Setup your RTX AI server
pip install ollama-herd # PyPI: https://pypi.org/project/ollama-herd/
Single RTX gaming PC
herd # start the RTX router
herd-node # register this RTX machine
Multiple RTX PCs (RTX fleet)
On one RTX PC (the router):
herd
herd-node
On every other RTX PC:
herd-node # auto-discovers the RTX router via mDNS
That's it. Every RTX PC in your fleet now shares AI workload.
Use your RTX for AI
OpenAI SDK
from openai import OpenAI
# Your RTX GPU serves this
rtx_client = OpenAI(base_url="http://localhost:11435/v1", api_key="not-needed")
# RTX 4090 handles 70B models easily
response = rtx_client.chat.completions.create(
model="llama3.3:70b",
messages=[{"role": "user", "content": "Write a game engine ECS system in Rust"}],
stream=True,
)
for chunk in response:
print(chunk.choices[0].delta.content or "", end="")
RTX-powered code generation
# Your RTX runs Codestral for code
response = rtx_client.chat.completions.create(
model="codestral",
messages=[{"role": "user", "content": "Optimize this HLSL shader for RTX ray tracing"}],
)
print(response.choices[0].message.content)
curl
# RTX inference
curl http://localhost:11435/api/chat -d '{
"model": "qwen3.5:32b",
"messages": [{"role": "user", "content": "Explain GPU memory architecture"}],
"stream": false
}'
RTX vs cloud — cost comparison
| Option | Monthly cost | RTX advantage |
|---|---|---|
| RTX 4090 (one-time $1,599) | $0/month | Your RTX runs unlimited inference forever |
| Cloud A100 (AWS) | $3.06/hour (~$2,200/month) | RTX pays for itself in weeks |
| OpenAI GPT-4o API | ~$100-500/month at scale | RTX has zero per-token cost |
| RTX 4080 (one-time $1,199) | $0/month | Even budget RTX beats cloud |
Monitor your RTX fleet
# RTX fleet overview
curl -s http://localhost:11435/fleet/status | python3 -m json.tool
# Check RTX GPU health
curl -s http://localhost:11435/dashboard/api/health | python3 -m json.tool
# Models loaded on RTX GPUs
curl -s http://localhost:11435/api/ps | python3 -m json.tool
Dashboard at http://localhost:11435/dashboard — live RTX performance monitoring.
Optimize Ollama for RTX
Keep models loaded in your RTX vRAM permanently:
# Windows (most RTX gaming PCs)
[System.Environment]::SetEnvironmentVariable("OLLAMA_KEEP_ALIVE", "-1", "User")
[System.Environment]::SetEnvironmentVariable("OLLAMA_MAX_LOADED_MODELS", "-1", "User")
# Restart Ollama from system tray
# Linux
sudo systemctl edit ollama
# Add: Environment="OLLAMA_KEEP_ALIVE=-1"

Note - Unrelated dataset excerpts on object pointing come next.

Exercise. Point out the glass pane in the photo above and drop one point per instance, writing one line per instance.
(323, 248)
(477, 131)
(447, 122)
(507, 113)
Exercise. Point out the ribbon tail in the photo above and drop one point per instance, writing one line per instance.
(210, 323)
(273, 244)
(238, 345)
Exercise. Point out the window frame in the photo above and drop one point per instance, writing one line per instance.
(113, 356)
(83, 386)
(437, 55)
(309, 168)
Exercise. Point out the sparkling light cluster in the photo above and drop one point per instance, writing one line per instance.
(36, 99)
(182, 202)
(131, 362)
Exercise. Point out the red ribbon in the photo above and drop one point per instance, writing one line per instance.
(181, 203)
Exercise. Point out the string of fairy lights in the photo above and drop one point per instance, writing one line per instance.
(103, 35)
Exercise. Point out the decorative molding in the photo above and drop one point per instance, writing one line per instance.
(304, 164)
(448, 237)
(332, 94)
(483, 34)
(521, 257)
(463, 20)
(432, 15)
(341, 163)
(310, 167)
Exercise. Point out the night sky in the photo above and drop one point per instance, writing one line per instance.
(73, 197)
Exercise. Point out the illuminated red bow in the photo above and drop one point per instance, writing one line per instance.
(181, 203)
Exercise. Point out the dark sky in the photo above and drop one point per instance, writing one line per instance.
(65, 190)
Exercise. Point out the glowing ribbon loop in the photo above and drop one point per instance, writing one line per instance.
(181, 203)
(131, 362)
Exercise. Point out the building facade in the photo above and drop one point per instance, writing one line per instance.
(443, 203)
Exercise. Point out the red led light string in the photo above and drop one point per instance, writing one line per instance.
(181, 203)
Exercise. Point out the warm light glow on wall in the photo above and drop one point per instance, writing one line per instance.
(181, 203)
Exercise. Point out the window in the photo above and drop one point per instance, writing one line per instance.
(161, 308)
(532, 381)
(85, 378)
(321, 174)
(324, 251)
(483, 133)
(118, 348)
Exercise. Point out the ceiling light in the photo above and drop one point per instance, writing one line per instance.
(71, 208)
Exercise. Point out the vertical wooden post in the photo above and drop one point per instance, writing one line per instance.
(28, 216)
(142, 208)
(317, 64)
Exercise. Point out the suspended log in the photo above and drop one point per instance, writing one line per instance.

# Add: Environment="OLLAMA_MAX_LOADED_MODELS=-1"
sudo systemctl restart ollama
Also available on your RTX fleet
Image generation
curl http://localhost:11435/api/generate-image \
-d '{"model": "z-image-turbo", "prompt": "RTX-powered cyberpunk cityscape", "width": 1024, "height": 1024}'
Embeddings
curl http://localhost:11435/api/embed \
-d '{"model": "nomic-embed-text", "input": "NVIDIA RTX local AI inference"}'
Full documentation
Contribute
Ollama Herd is open source (MIT). RTX gamers and AI builders welcome:
Guardrails
- RTX model downloads require explicit user confirmation — models range from 1GB to 400GB+.
- RTX model deletion requires explicit user confirmation.
- Never delete or modify files in
~/.fleet-manager/. - No models are downloaded automatically — all pulls are user-initiated or require opt-in.